JADSB Just another data science blog

Guide to Using Proxmox, Containers, and GPU Pass Through for Machine Learning

Setting up a home lab with GPU support can be helpful in learning machine learning and other technologies. While we could use virtual machines on Proxmox, we will focus on using containers with GPU pass through in this guide. Aside from making a few updates, this post has most of the details necessary to setup the home lab properly. I am going to detail my experience in setting up a lab with Nvidia 1070 Ti and Core i7 setup.

Installing Proxmox

To install Proxomox, you will need to create a USB key with the installation software. I downloaded Proxomox 6.3 and used a Mac to create the installation media.

  1. Download Proxmox

    You can download the latest version of Proxmox directly at this page.

  2. Creating the USB key

    I created the key on macOS Cantalina. For other OSes, you can find the instructions at the Proxmox wiki.

     hdiutil convert -format UDRW -o proxmox-ve_*.dmg proxmox-ve_*.iso # convert the proxmox image into proper format
    

    After converting the image file, plug the USB key into the Mac and looking for the disk.

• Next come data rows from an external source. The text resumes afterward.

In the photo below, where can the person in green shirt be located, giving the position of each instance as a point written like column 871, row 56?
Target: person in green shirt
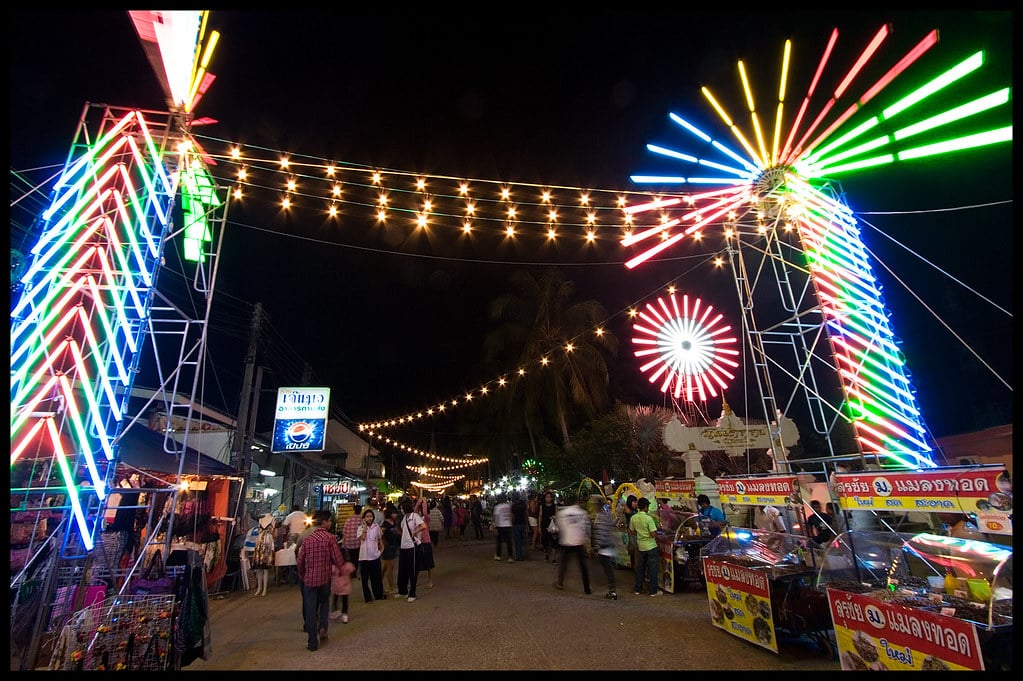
column 645, row 528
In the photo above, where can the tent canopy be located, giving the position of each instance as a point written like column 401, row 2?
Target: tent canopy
column 142, row 448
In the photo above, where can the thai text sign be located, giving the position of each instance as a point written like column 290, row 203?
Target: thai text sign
column 985, row 492
column 300, row 420
column 873, row 634
column 756, row 491
column 740, row 602
column 337, row 488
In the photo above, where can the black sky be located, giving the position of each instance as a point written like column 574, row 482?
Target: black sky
column 539, row 96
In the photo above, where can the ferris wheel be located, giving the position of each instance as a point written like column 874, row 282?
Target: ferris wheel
column 813, row 315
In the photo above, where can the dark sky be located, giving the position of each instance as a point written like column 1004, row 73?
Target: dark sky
column 544, row 97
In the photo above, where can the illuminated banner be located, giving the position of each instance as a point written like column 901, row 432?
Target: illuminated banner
column 757, row 491
column 986, row 492
column 300, row 421
column 740, row 602
column 675, row 487
column 876, row 635
column 337, row 488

     # look for the external disk
     diskutil list # list all the disk attached to the computer
    

    From the list of disks, there should be an external disk. We need to unmount it prior to writing the installation media.

     diskutil unmountDisk /dev/diskX # replace X with the number corresponding to the external disk
    

    Now, you can create the install media using dd

     sudo dd if=proxmox-ve_*.dmg of=/dev/rdiskX bs=1m
    

    Installing Proxmox

  3. Installing Proxmox

    Aside from a making a couple of choices on the file system and the address of the home lab, installation of Proxmox is straight forward.

  4. Logging into Proxomox’s Web Interface

    At this point, you can unplug the home lab box’s monitor and keyboard. The rest of the guide can be done via a terminal or Proxmox’s web interface.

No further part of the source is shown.